Poor business decisions and a prolonged bear market may have knocked it off its pedestal, but the world’s most valuable cryptocurrency is going to be alright.
That’s according to a new report from BitMEX Research, which aims to provide a sober analysis on bitcoin mining giant Bitmain’s planned initial public offering (IPO), which will reportedly take place in the near future.
That IPO has been shrouded in mystery, with some reports alleging it could raise $18 billion and vault Bitmain’s market cap as high as $50 billion by the end of the year, and others claiming it will raise just $3 billion at a market cap close to its present $14 to $15 billion valuation.

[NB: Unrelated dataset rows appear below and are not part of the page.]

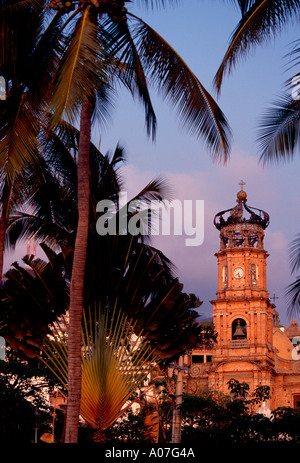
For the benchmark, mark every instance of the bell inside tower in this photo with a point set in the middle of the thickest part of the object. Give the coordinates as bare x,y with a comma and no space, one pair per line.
239,329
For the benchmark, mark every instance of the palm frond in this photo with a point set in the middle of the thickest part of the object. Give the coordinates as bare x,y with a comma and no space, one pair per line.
19,128
279,131
115,361
132,73
195,107
82,67
263,19
295,253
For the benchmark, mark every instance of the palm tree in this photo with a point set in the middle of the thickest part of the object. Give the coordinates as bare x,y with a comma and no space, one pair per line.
261,19
27,54
103,41
279,128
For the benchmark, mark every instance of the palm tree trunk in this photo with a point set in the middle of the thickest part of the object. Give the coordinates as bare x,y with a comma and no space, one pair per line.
78,272
2,239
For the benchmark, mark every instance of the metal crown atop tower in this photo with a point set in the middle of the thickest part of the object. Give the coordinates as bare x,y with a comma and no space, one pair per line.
241,225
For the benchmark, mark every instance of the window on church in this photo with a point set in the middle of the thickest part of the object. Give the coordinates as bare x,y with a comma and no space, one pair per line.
253,273
225,276
239,329
296,401
2,348
198,358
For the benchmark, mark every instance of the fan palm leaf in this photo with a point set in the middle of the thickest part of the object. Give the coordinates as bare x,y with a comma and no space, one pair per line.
115,362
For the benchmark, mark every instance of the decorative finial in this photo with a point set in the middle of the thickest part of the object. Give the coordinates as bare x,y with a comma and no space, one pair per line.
242,183
242,195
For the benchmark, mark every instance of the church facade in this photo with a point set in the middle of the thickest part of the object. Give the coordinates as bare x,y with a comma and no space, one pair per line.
251,347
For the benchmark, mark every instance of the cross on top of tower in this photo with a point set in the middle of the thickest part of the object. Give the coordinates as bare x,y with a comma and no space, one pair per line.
242,183
274,297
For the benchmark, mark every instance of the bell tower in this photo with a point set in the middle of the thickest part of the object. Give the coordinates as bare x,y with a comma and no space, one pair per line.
242,311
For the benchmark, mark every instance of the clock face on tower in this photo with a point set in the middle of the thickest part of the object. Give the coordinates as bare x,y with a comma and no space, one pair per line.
238,272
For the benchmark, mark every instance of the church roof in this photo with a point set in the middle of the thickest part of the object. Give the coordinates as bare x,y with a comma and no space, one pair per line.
282,344
293,330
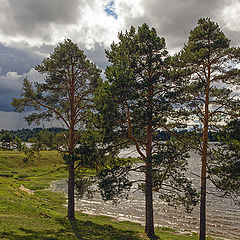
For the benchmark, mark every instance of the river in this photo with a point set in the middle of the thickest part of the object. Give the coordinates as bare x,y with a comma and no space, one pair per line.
223,216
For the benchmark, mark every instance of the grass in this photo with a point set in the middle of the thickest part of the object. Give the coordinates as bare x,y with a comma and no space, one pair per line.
42,215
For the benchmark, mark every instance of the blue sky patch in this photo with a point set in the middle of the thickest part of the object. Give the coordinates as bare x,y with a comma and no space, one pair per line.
110,9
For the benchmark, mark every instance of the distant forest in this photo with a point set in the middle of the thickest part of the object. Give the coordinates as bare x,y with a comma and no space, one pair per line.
25,134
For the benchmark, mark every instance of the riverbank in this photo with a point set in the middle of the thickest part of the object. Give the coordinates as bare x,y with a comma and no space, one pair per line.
29,211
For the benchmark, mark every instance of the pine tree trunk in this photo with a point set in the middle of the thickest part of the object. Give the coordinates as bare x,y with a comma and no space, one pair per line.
149,226
202,235
71,204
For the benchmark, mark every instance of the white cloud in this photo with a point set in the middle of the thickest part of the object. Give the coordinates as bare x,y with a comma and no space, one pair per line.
90,24
231,15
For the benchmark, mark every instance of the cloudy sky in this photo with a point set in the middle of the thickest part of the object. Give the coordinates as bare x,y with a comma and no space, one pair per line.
30,29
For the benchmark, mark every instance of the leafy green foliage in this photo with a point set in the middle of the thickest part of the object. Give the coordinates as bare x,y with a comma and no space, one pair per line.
141,89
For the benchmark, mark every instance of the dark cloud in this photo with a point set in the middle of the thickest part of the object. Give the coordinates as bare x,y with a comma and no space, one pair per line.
32,18
18,60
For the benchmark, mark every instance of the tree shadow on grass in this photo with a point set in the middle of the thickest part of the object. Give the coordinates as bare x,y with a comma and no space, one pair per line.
88,230
84,230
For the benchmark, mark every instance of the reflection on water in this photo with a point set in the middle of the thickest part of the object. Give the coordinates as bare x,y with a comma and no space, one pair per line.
223,217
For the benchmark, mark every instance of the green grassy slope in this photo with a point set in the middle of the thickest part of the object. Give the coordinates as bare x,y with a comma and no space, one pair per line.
42,215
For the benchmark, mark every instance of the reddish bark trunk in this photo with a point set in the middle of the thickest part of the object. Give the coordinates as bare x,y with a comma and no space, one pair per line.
202,234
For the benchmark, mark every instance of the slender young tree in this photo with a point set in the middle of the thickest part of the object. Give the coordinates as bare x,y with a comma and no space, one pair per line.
209,64
66,96
140,90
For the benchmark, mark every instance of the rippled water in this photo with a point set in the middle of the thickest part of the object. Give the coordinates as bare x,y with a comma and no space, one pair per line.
223,217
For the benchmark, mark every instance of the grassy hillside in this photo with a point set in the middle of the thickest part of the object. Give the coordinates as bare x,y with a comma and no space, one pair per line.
41,215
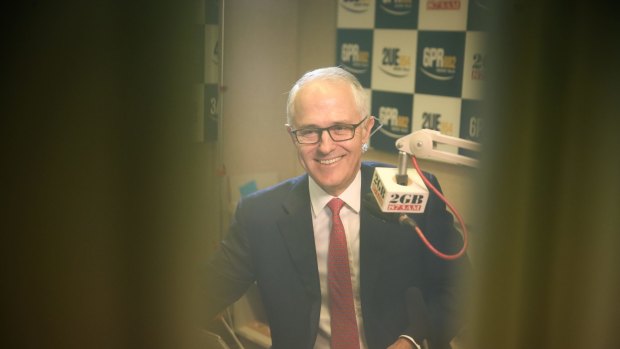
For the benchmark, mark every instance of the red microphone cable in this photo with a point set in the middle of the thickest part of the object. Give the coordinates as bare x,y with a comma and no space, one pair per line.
456,213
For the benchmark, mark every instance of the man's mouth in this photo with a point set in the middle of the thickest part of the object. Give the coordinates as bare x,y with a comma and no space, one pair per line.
330,161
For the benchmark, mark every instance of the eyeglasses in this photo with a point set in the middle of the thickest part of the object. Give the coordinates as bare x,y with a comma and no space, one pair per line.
338,133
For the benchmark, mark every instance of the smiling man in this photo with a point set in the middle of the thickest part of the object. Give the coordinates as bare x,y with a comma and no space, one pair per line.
330,274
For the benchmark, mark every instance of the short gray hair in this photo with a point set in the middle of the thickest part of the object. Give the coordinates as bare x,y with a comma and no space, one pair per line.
328,74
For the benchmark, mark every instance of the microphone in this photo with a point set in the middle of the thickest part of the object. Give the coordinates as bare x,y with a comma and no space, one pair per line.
419,320
399,190
371,204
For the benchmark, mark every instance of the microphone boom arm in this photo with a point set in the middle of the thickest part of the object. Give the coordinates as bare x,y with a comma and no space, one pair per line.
423,144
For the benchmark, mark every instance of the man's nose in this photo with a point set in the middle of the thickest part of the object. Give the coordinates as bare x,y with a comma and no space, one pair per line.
326,143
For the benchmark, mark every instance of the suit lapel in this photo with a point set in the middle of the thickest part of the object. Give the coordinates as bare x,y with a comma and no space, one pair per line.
297,231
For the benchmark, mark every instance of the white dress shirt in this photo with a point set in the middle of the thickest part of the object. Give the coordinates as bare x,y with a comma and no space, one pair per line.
322,222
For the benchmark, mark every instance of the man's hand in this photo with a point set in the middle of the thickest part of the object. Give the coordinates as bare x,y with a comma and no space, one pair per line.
402,343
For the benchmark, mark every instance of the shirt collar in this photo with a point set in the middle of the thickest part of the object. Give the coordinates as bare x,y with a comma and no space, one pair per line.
351,196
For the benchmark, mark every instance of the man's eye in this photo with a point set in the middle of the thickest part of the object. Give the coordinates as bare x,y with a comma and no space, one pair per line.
339,129
306,132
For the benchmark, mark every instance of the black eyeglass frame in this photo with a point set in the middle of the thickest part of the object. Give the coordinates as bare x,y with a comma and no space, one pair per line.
319,131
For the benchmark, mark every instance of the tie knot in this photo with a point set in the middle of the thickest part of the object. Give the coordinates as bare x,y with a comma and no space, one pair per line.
335,205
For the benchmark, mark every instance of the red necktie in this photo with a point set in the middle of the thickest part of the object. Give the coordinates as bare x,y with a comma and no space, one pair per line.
342,310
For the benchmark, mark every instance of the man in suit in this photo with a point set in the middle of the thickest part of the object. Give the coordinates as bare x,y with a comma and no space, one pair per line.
280,239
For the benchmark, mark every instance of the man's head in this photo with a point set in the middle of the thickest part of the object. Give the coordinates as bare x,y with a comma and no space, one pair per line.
329,98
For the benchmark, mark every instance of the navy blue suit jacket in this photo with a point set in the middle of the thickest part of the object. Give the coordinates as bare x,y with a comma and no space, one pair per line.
271,242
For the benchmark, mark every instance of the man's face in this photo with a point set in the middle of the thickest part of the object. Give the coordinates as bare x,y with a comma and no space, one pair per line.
333,165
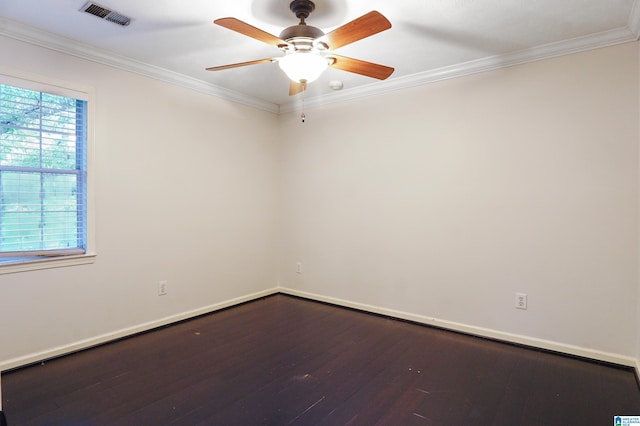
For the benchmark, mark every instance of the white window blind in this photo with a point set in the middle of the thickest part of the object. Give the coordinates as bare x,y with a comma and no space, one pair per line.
43,139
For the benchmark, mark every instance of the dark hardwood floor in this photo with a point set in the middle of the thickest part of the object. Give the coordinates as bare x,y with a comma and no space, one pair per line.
283,360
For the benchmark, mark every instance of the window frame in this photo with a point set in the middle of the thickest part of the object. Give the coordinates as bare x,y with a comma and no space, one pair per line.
41,83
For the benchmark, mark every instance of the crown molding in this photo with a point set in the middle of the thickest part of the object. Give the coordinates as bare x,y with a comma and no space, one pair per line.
21,32
61,44
634,19
566,47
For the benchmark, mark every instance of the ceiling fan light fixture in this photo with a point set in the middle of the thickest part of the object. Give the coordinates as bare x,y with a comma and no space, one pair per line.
303,66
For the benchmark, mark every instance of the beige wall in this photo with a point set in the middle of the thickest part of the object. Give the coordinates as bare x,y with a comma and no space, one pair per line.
443,201
184,192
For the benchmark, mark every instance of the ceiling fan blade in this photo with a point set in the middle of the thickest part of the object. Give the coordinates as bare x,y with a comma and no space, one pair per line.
295,88
240,64
249,30
362,27
357,66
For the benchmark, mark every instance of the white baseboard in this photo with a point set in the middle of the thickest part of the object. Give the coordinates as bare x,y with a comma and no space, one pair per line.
476,331
107,337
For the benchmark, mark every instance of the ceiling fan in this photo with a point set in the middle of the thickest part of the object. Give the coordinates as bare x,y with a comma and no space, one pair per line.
308,50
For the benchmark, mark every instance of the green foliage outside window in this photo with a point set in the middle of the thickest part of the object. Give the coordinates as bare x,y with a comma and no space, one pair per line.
42,171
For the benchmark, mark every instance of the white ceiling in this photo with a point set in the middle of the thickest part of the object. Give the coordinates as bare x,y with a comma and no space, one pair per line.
176,40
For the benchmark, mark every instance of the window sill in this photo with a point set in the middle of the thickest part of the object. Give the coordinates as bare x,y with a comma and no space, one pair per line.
36,263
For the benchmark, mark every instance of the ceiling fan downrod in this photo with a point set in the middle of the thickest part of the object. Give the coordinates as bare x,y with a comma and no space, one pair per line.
302,9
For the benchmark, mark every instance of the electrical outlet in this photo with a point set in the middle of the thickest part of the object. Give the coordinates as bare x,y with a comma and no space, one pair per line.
162,288
521,301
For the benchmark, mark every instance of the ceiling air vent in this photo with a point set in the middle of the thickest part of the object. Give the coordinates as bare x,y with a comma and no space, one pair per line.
104,13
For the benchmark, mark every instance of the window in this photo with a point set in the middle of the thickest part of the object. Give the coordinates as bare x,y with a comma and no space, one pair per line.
43,174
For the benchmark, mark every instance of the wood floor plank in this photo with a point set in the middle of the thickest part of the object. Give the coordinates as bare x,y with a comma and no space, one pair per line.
283,360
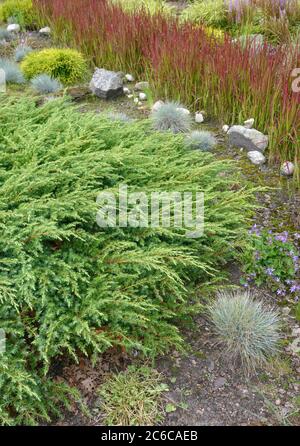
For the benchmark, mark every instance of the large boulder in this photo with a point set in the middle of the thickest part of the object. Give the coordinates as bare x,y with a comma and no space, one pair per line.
249,139
107,84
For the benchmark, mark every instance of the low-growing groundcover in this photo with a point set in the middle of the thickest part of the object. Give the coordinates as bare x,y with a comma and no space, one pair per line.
69,287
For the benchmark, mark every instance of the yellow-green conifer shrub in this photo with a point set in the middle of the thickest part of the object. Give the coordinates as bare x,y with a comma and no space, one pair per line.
66,65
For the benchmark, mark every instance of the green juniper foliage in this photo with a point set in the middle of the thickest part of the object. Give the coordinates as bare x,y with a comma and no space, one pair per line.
69,287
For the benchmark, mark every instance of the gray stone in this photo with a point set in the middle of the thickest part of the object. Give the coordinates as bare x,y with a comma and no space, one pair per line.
249,123
287,169
106,84
249,139
220,382
256,157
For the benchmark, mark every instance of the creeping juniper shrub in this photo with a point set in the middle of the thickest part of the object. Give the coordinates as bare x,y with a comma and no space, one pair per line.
133,398
69,287
201,140
247,330
13,74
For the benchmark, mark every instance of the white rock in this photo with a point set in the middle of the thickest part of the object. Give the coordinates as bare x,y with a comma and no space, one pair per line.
143,97
256,157
129,77
157,105
183,110
199,117
13,28
249,123
45,30
287,169
250,139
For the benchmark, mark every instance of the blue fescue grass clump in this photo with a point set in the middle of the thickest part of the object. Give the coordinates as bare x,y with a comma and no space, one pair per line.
201,140
13,74
170,116
21,51
246,328
5,35
45,84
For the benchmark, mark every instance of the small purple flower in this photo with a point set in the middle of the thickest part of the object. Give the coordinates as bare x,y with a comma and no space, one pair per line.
283,237
270,271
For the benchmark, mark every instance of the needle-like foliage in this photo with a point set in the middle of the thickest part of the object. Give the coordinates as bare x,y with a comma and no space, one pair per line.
69,287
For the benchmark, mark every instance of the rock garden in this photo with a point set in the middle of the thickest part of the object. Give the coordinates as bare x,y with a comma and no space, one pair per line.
149,322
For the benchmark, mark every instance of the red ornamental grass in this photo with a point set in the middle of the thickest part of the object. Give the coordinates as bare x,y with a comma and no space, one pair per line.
230,81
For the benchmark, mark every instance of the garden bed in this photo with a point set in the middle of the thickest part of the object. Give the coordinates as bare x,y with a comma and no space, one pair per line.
88,311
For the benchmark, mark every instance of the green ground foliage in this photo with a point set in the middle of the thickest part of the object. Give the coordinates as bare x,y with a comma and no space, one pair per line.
69,287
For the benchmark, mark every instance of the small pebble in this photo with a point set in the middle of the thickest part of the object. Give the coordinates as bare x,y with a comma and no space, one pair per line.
129,77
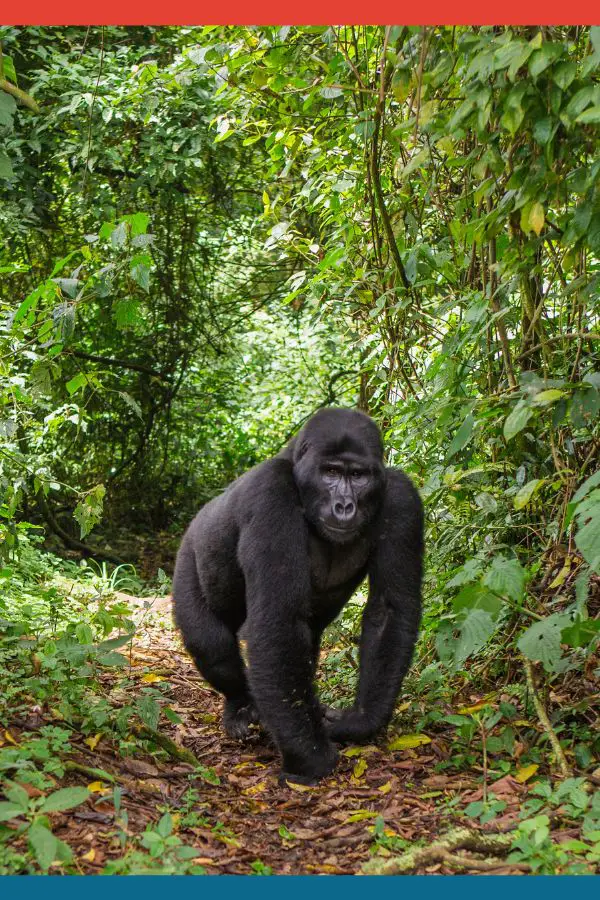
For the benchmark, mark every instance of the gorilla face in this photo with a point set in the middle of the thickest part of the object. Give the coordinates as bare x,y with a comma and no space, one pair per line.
338,468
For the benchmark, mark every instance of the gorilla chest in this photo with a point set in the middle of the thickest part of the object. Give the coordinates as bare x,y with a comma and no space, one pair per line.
333,567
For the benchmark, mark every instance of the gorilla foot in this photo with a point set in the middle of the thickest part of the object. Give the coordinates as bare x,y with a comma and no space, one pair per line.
311,770
238,719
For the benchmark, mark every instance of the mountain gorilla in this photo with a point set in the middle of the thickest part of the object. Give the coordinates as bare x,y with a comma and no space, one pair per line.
283,549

Those lower figures had come amid reports that Bitmain has lost hundreds of millions of dollars due to risky bets placed on bitcoin cash, which is currently down 88 percent from its all-time high, and that the firm, which once controlled 85 percent of the cryptocurrency ASIC market, has lost its competitive edge in terms of technical development. They were also accompanied by public denials from Tencent and Softbank that they had participated in Bitmain’s latest funding round.
BitMEX Research says that those claims are largely accurate. The report estimates that Bitmain may have lost $328 million due to its BCH investment, eating into its massive profit figures from the first quarter, which seemingly placed it on par with decades-old chipmaking giant Nvidia.
Perhaps more seriously, the report states that three successive generations of Bitmain chips have failed, costing the firm hundreds of millions of dollars. In the meantime, competitors have released miners that outpace Bitmain’s flagship Antminer S9 in performance, forcing the firm to slash prices on the S9 to maintain market share and maintain enough cash flow to keep ordering new chips from TSMC, which requires the company to make large prepayments. To make matters worse, the company’s former director of design — Dr. Yang Zuoxing — left to found a rival firm.
Bitmain is also sitting on as much as $1.2 billion in hardware, which the report says is “somewhat analogous to the typical behaviour of mining company management teams,” who in the precious metals industry are often tempted to “invest in high cost assets in bull markets and then fail to invest in quality low cost assets in bear markets.”
The report further speculates that Bitmain’s decision to go public is less a victory lap than a strategic move to prevent rivals Canaan Creative and Ebang Communication, both of whom plan to IPO soon, from obtaining a funding advantage.
Despite these challenges, BitMEX Research warns against drafting eulogies for Bitmain just yet. While cracks are forming in the China-based company’s market dominance, Bitmain still has the strongest position of any ASIC manufacturer. Moreover, while Bitmain’s cost-slashing strategy is likely causing it to bleed revenue, it is also placing “severe financial stress” on its competitors, who cannot afford to take similar measures.
The BitMEX Research team estimates that Bitmain’s current market position will guarantee it a several billion dollar raise from its IPO at a valuation likely north of $20 billion. If the firm, led by CEO Jihan Wu, can manage that capital well, it could cement its status as a “legendary crypto company.”
The report concludes:
“Bitmain can be a legendary crypto company, generating strong shareholder returns for decades to come, but in order to achieve this (and it’s a lot harder than it sounds) the Bitmain management team may need to improve their management of company resources. Once the company goes public, capital allocation decisions in this volatile and unpredictable market will be difficult enough, letting emotions impact too many investment decisions may not be tolerated.”